El tío Chen suspiró.

– Así que ahí lo tienes. Cuando empezamos, Song no era más que el jefe de un grupo. Ahora es el subdirector del Ministerio de Seguridad del Estado: tiene un gran apartamento, un coche con chófer y un montón de poder.

– ¿Pero por qué quiere ayudar a mi madre?

– Dejando a un lado el hecho de que a mí no me cae bien, con tu madre parece que se ha comportado. Durante un tiempo creímos que iban a casarse.

»Cuando tus padres se conocieron, tu padre era un joven escritor prometedor, un poeta de cierta fama. Era también un idealista, lo contrario de gente como nosotros, cuyo trabajo era espiar a otros. Es posible que ya entonces tu madre albergara inconscientemente dudas sobre cuáles eran sus deberes y sobre el mundo que ella representaba. Me imagino que era por eso por lo que tu padre ejercía tanta fascinación sobre ella.

El tío Chen suspiró otra vez, como si la vida hubiera sido un prolongado suspiro.

– Tu madre era una mujer guapa, inteligente y llena de vida. Todos estábamos enamorados de ella. Por desgracia, ella quería a tu padre.

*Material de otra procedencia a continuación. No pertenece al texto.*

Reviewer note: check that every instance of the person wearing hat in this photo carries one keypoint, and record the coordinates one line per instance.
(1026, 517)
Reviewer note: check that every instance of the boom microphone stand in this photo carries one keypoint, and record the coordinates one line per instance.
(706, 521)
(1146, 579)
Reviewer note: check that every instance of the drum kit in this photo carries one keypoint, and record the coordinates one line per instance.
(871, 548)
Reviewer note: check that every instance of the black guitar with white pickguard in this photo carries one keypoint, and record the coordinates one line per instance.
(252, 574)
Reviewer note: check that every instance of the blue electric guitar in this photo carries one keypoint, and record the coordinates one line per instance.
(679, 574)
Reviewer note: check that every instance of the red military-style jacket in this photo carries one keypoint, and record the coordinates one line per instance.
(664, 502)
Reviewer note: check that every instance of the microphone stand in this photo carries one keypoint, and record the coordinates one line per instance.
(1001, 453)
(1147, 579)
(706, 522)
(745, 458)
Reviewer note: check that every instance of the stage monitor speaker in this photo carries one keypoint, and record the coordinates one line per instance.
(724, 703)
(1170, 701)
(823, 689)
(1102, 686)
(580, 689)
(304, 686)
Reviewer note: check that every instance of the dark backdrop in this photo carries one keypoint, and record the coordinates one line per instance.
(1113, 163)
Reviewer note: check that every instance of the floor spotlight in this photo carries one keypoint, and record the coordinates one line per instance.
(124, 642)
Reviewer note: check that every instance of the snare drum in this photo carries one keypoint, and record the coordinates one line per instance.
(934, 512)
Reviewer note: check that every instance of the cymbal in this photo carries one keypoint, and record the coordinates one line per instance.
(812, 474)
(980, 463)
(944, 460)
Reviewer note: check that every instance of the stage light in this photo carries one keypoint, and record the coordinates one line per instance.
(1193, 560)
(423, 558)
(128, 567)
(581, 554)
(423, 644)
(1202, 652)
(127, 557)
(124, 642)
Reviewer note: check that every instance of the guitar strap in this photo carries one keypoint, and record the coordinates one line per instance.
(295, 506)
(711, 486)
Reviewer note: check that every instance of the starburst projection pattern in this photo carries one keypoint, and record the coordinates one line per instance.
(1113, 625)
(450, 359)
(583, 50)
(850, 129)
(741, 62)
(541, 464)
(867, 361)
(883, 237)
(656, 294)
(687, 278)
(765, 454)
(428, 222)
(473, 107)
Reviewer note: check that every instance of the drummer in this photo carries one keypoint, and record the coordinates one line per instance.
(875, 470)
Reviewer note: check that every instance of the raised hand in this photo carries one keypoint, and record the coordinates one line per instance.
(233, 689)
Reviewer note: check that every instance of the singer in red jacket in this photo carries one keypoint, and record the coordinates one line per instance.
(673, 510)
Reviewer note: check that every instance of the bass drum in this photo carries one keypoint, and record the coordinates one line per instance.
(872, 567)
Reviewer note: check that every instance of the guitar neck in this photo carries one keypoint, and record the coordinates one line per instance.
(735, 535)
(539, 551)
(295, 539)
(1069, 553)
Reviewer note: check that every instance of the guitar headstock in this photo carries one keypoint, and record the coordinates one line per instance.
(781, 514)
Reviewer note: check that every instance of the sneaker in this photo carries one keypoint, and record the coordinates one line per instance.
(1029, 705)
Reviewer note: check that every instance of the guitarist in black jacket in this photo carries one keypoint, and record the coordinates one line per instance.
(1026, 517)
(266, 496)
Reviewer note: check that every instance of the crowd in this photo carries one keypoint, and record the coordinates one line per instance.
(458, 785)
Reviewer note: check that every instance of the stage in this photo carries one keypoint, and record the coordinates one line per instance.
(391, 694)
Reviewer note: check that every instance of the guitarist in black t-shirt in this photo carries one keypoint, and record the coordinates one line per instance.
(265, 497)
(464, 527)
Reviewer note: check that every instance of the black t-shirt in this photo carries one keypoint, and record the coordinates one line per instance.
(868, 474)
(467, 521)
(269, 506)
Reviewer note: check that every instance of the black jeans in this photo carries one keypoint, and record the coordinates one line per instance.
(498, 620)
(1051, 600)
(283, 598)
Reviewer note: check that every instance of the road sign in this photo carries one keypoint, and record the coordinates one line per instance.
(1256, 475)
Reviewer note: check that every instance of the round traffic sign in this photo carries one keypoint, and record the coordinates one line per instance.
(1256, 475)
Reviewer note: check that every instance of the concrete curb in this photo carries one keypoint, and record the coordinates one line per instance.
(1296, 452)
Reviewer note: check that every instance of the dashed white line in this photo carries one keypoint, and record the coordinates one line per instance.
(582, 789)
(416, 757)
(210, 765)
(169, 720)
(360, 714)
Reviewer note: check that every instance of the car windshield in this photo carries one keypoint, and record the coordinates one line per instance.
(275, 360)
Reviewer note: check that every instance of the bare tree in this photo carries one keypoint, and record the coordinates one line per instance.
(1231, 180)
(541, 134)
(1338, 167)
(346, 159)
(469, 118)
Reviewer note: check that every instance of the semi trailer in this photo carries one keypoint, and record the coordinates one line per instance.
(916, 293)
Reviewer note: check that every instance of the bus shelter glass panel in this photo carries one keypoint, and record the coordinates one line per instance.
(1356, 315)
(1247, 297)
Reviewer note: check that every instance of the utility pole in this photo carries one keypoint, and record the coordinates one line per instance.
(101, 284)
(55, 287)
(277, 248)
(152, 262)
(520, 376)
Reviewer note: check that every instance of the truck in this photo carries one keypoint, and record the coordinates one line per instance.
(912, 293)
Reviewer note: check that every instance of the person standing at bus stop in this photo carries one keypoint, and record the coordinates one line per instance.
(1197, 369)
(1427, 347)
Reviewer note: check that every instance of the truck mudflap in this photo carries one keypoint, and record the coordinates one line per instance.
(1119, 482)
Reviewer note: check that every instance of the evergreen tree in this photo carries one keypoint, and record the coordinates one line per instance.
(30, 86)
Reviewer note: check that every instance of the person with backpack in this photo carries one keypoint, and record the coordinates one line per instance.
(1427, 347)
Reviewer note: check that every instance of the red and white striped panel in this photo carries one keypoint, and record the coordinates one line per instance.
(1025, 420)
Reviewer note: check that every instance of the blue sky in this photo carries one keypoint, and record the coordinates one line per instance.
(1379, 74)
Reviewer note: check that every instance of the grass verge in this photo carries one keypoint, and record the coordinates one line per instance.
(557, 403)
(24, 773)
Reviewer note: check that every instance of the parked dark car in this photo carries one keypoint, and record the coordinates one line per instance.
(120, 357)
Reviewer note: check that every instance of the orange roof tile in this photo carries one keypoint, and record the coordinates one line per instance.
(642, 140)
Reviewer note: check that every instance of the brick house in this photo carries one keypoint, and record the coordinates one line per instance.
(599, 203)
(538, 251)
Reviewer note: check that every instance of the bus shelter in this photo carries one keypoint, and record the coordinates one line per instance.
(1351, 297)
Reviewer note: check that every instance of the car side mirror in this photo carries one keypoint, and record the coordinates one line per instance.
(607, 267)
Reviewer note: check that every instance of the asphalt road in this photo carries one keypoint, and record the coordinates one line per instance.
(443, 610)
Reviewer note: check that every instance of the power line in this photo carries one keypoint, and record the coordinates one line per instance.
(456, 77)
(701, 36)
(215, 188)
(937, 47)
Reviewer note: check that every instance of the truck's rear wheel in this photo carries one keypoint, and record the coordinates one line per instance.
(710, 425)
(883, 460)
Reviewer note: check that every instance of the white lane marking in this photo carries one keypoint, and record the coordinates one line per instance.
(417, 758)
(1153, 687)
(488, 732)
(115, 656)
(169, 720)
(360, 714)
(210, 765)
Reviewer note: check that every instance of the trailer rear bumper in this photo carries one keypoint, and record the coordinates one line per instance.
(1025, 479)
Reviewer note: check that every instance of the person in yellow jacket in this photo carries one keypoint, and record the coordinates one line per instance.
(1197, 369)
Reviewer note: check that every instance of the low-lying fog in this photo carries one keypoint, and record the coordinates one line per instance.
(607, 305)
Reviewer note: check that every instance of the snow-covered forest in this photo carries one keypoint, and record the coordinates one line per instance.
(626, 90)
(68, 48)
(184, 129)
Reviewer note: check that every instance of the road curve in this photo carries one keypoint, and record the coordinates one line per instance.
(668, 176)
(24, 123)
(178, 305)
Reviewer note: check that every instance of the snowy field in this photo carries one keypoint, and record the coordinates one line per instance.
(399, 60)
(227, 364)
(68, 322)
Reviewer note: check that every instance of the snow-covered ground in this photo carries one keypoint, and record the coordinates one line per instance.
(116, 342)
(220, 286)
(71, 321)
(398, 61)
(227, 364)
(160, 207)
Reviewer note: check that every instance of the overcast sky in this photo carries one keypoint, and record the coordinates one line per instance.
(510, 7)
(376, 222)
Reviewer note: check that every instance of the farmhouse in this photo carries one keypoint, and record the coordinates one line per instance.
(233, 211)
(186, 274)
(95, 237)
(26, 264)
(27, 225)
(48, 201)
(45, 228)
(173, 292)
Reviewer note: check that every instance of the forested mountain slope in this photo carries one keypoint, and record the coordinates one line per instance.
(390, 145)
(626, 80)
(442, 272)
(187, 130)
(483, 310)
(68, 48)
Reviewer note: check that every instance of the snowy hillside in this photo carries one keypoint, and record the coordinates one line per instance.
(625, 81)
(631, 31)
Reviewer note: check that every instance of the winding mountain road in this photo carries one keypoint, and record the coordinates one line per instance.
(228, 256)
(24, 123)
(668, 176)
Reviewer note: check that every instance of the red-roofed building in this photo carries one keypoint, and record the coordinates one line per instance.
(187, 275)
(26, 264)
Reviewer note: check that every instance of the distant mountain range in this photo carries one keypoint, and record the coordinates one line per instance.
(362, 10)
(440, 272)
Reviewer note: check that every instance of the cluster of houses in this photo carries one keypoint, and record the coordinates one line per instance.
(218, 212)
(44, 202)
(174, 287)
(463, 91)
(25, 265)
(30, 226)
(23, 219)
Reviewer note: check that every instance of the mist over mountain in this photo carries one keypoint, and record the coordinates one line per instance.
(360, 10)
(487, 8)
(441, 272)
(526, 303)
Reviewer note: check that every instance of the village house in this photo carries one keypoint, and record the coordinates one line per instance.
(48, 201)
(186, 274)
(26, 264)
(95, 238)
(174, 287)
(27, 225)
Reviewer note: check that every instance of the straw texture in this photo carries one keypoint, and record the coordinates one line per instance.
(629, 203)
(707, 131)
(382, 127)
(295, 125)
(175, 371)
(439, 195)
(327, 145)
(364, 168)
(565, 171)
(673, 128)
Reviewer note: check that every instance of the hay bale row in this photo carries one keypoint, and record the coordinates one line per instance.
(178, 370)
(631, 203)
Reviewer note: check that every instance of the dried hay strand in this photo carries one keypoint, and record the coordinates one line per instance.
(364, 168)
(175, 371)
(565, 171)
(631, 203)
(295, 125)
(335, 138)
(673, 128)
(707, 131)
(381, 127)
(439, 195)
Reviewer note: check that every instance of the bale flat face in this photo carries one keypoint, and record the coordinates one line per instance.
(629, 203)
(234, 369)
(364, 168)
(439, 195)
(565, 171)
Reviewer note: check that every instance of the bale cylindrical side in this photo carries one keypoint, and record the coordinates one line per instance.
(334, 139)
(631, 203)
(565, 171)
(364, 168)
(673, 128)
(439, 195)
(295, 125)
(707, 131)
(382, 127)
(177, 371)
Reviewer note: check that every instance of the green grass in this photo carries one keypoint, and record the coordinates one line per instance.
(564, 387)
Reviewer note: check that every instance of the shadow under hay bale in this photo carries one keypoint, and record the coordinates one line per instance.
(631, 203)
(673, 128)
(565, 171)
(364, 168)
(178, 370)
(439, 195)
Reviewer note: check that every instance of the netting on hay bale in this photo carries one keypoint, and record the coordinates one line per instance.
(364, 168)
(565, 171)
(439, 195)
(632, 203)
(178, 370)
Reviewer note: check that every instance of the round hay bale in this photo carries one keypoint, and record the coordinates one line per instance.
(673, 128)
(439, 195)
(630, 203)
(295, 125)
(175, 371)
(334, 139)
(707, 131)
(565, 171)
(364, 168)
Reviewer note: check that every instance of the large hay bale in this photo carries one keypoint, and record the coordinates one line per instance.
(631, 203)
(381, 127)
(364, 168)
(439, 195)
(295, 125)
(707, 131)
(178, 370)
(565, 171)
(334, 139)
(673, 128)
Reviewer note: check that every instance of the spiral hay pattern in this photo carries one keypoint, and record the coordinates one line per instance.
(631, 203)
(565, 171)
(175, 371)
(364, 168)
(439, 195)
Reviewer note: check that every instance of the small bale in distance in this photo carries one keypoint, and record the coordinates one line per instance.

Una chica regordeta con un delantal sucio había irrumpido en medio para recoger los platos vacíos en la bandeja de plástico que traía bajo el brazo, golpeando los cuencos y las fuentes sin ningún cuidado mientras lo hacía. El lustre de su cara traía el aire del interior de la cocina, espeso de manteca y de olor a salchichas curadas. Mei contempló cómo pasaba el paño por las mesas. Sus movimientos eran flojos, su ser entero estaba aletargado.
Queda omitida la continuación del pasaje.